America’s greatest exports have always been ingenuity, creativity, optimism and liberty. But these traits only flourish when there is freedom to think and dream and imagine in places that are open, accepting and non-judgmental. Our politically correct culture has all but ensured that expansion of thought is being replaced with alignment of thought.

The long-term consequences of the politically correct culture of the current age are not yet known, but certainly will lead to decreased imagination and end in smaller thoughts, not larger ones. And to our peril, rather than our progress.

In many ways the past year has not represented the best of us. Some have allowed their emotions to lead them to irrational conclusions over the course of the past 12 months. In 2018 can we dial down the hysteria of the past year and evaluate the merits of substance?

Even those who are critics of President Trump have seen growth in their 401Ks, watched their stocks increase in value, are seeing their taxes reduced, seeing onerous regulations repealed, and will benefit from the decrease in unemployment and the repatriation of funds which will boost every sector of the American economy.

And for those who have been dependent on government subsidies and assistance, jobs are coming back to America by the tens of thousands, and with this comes the opportunity to return to the work force, to pursue a career with purpose and meaning, and to once again assume the dignity and pride that comes with self-provision.

Though the facts and the figures foretell an optimistic future, the naysayers continue the drumbeat of negativity. Can we pause for a moment and look beyond the style to the substance?

Do we as a nation still have that capacity?  Would we rather have a beautifully wrapped package that is empty?  Or a priceless gift that is wrapped in an old newspaper and tied with scratchy twine?  Do we turn away the delivery of a gift because we don’t like the style or the semantics of the person delivering that gift?

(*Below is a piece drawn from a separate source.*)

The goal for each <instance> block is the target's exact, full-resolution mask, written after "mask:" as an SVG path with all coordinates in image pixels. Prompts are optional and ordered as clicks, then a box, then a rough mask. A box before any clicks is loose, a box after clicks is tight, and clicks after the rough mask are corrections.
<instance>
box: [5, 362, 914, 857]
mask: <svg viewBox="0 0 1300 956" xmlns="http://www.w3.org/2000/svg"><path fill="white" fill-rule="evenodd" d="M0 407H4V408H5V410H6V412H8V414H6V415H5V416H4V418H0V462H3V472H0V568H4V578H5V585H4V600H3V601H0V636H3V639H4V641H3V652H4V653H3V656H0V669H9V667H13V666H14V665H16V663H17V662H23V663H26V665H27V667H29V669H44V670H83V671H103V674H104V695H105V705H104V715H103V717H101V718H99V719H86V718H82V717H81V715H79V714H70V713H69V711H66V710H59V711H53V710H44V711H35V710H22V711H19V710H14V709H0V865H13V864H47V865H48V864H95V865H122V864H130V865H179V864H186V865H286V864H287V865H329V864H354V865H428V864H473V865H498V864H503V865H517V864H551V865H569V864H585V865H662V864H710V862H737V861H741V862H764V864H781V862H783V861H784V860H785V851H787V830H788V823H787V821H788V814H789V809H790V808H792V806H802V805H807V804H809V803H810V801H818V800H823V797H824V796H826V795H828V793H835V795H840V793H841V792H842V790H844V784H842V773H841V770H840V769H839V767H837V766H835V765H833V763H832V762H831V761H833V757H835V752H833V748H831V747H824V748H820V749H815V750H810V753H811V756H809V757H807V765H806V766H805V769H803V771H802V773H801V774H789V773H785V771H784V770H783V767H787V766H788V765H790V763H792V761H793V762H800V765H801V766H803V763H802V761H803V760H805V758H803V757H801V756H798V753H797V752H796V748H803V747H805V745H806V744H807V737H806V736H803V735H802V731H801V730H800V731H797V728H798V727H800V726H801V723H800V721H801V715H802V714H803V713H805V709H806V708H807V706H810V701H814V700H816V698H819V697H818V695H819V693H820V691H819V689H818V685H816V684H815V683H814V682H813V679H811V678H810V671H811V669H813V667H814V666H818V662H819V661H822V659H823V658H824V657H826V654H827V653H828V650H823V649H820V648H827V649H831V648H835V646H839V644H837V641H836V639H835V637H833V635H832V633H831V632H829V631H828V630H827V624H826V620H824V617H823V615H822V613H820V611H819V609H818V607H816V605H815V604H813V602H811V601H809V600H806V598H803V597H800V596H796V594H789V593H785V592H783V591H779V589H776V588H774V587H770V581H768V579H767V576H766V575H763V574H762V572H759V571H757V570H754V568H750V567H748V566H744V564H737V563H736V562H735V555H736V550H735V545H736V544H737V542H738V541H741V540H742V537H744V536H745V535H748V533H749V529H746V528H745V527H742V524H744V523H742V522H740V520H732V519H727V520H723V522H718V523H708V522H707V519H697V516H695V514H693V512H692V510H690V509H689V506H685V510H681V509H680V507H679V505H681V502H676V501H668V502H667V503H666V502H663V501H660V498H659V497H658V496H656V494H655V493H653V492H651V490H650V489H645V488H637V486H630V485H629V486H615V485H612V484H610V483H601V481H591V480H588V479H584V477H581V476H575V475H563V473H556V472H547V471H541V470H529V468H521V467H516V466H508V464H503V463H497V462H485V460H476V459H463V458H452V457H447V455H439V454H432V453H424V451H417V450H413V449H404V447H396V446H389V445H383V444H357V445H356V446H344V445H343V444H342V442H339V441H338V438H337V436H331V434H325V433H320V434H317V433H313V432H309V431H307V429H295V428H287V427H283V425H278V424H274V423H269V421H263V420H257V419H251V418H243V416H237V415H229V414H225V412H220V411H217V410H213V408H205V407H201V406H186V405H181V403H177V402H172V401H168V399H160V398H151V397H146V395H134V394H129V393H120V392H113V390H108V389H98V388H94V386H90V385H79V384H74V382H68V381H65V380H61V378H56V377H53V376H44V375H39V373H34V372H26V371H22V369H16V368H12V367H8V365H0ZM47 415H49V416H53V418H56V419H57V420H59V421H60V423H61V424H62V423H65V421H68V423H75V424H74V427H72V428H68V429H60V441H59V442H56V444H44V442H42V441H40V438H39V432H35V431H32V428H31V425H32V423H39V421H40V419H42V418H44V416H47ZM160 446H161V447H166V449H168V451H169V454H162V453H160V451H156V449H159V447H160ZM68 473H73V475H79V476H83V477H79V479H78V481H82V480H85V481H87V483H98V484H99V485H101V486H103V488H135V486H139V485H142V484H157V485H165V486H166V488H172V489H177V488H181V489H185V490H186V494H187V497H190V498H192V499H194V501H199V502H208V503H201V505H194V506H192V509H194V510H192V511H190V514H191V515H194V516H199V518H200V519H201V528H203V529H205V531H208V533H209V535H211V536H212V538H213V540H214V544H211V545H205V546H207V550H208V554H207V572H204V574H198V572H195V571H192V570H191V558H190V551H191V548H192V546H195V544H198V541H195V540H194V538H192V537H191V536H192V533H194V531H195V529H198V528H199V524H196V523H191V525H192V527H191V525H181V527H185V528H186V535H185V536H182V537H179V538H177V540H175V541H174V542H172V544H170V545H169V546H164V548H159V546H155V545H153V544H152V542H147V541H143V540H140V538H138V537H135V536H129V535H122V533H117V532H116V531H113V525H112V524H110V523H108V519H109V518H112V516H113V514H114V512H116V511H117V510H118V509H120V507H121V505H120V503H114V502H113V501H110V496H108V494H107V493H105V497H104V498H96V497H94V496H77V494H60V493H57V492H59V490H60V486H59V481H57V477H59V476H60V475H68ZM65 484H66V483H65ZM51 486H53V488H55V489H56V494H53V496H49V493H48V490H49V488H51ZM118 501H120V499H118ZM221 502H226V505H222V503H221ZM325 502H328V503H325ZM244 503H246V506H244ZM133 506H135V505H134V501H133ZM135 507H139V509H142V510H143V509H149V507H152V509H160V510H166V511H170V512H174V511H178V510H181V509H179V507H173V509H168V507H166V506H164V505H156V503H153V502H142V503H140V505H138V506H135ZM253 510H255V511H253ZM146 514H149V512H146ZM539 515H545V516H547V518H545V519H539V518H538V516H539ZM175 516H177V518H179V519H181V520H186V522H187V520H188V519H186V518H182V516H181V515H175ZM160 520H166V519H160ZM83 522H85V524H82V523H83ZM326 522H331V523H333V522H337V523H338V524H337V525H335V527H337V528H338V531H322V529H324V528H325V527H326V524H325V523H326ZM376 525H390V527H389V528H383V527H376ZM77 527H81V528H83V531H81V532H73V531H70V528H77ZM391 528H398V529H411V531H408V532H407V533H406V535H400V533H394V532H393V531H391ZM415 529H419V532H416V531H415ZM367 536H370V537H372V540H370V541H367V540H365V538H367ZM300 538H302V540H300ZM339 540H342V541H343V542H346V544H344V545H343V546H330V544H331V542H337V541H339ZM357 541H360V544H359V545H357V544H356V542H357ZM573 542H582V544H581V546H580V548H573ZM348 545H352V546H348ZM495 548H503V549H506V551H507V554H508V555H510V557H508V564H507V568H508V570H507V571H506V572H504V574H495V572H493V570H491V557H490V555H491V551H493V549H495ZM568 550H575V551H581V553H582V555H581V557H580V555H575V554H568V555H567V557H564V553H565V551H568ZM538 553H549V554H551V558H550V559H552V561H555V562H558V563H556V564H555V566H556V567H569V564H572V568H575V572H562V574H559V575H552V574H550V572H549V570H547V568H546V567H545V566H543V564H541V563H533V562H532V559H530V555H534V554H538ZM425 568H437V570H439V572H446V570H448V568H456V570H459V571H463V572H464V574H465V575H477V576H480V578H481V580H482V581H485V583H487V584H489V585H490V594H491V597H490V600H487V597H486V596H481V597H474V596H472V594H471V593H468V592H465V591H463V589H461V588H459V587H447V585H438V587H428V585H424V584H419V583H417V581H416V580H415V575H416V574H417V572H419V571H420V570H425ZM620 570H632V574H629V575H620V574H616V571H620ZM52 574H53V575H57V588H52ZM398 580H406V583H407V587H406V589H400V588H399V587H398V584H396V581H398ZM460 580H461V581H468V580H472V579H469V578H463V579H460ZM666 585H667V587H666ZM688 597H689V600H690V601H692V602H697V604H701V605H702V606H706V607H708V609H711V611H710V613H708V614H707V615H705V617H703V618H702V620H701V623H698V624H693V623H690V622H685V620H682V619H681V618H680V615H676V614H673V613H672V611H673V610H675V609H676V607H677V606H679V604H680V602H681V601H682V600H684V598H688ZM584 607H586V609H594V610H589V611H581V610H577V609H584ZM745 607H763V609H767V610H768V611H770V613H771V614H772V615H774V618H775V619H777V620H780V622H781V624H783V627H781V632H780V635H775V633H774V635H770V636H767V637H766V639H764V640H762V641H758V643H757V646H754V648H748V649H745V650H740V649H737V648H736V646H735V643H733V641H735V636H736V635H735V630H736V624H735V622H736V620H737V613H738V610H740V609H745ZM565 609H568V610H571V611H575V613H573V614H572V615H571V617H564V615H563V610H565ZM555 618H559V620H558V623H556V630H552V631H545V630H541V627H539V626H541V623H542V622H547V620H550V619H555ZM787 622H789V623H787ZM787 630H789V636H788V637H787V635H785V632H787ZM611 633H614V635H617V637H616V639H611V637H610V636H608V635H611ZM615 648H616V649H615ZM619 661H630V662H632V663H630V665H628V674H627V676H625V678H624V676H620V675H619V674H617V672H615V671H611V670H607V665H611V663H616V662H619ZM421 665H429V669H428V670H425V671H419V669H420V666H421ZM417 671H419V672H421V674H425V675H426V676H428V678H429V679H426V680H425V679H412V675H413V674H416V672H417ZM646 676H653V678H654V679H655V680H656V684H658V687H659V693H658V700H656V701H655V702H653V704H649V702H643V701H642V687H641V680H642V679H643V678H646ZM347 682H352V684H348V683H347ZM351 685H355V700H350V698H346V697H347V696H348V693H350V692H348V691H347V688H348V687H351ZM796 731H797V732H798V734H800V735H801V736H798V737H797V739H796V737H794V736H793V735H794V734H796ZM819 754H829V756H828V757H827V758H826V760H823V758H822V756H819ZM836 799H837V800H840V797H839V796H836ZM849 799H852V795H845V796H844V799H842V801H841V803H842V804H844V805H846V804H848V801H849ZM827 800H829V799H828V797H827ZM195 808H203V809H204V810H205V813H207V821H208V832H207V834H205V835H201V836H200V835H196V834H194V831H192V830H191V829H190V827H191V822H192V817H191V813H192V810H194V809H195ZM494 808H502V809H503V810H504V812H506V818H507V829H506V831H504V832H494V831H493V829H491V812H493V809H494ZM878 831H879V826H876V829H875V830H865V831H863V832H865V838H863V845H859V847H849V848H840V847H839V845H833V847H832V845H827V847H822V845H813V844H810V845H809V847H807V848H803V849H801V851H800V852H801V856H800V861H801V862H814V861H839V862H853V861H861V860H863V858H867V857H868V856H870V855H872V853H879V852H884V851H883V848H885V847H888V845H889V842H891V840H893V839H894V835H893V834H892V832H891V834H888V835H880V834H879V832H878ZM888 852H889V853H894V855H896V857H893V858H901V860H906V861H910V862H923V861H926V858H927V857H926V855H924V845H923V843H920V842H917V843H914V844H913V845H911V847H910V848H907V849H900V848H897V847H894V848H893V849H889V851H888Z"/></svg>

I believe we still are a people of substance. That we value results, truth and the facts of the interior over the deceit of an appealing, yet empty, wrapping.

I believe we still are a people of substance. That we value results, truth and the facts of the interior over the deceit of an appealing, yet empty, wrapping.

We have chased the shiny dangly objects of distraction and shallowness the past year instead of applying the discipline and rational commonsense needed to examine and evaluate substantive change based on merit, not on packaging. It’s time that stop.

Under President Trump, the course has been set and we are heading in the right direction. Can we as a nation celebrate that? And set aside the pettiness of politics and applaud the policy changes that are making America safer and stronger and are leading to increased opportunity and growth and prosperity?

And can we cultivate that longing for America at its best once again?  If we truly want to return to the greatness of our nation as it was under Ronald Reagan – restoring national pride, economic stability, military strength and global leadership – perhaps we all should wholeheartedly embrace the slogan that President Reagan coined during his 1980 election cycle, and that Donald Trump has slightly shortened and championed since announcing his candidacy.

The Reagan slogan was “Let’s Make America Great Again.” The Trump slogan, as we all know, was “Make America Great Again.”

I believe if we strip away the division of partisan politics and silence the cacophony of negativity and look at what unites us, not divides us, we all want America to be great again. It’s the true longing of America for 2018.